Y con el niño abrazado al cuello, bajó precipitadamente las escaleras del carromato y corrió por entre la feria desierta con el Gordo jadeante a sus talones.
Entre los tenderetes y puestos llegaron hasta el centro de la feria donde se alzaban los caballitos del tiovivo y se subió a una de las monturas.
–Pónlo en marcha –dijo ella.

Desde lejos podía oírse al Gordo dando vueltas al manubrio con que se echaba a andar aquel mecanismo que hacía galopar a los caballos el día entero. Y ella oía bien el salmodiante respiro de las máquinas. Al pie de los caballitos, las tablas se estremecían en un crujido. La niña vio que el Gordo apalancaba una manivela y que venía a sentarse en la montura del más pequeño de todos los caballos. Y el tiovivo empezó a dar vueltas, despacito al principio y ganando velocidad después, y el niño que llevaba al pecho la pequeña ahora ya no lloraba y batía las palmas.

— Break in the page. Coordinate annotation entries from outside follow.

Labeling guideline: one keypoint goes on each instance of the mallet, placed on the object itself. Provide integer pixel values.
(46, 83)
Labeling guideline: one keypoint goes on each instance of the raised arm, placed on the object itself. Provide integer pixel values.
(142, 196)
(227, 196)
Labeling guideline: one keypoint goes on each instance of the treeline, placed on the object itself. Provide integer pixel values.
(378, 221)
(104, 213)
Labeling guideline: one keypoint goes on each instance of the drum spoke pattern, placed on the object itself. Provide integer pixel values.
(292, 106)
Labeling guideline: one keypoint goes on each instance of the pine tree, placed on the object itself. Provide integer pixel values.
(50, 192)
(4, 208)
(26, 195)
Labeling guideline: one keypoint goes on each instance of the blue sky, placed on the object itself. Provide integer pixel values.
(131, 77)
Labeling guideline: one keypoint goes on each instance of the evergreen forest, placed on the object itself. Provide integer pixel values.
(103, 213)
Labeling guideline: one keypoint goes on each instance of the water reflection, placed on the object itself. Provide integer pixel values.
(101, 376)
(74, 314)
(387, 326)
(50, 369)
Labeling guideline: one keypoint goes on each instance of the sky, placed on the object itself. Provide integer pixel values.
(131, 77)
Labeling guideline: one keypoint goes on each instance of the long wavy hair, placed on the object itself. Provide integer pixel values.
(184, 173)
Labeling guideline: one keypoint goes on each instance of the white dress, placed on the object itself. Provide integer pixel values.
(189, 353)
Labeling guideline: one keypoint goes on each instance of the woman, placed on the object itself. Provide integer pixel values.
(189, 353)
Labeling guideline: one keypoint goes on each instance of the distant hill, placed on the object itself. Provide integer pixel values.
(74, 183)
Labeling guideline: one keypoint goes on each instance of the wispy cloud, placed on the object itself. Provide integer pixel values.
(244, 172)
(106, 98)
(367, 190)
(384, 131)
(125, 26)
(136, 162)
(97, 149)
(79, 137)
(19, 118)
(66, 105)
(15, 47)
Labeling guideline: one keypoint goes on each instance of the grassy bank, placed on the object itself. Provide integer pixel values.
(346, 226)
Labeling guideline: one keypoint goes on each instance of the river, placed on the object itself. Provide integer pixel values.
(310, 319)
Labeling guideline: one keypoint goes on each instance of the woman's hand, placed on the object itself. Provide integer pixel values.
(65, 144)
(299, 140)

El airecillo nocturno le mesaba el cabello, la música le vibraba en los oídos. Los caballitos seguían dando vueltas y vueltas, y el trepidar de sus pezuñas acallaba los lamentos del viento nocturno.

Y así fue como empezaron a salir de sus carromatos las gentes y así los encontraron al Gordo y a la niña de negro que llevaba en los brazos un pequeño. En sus corceles mecánicos giraban al compás de una incesante música de órgano.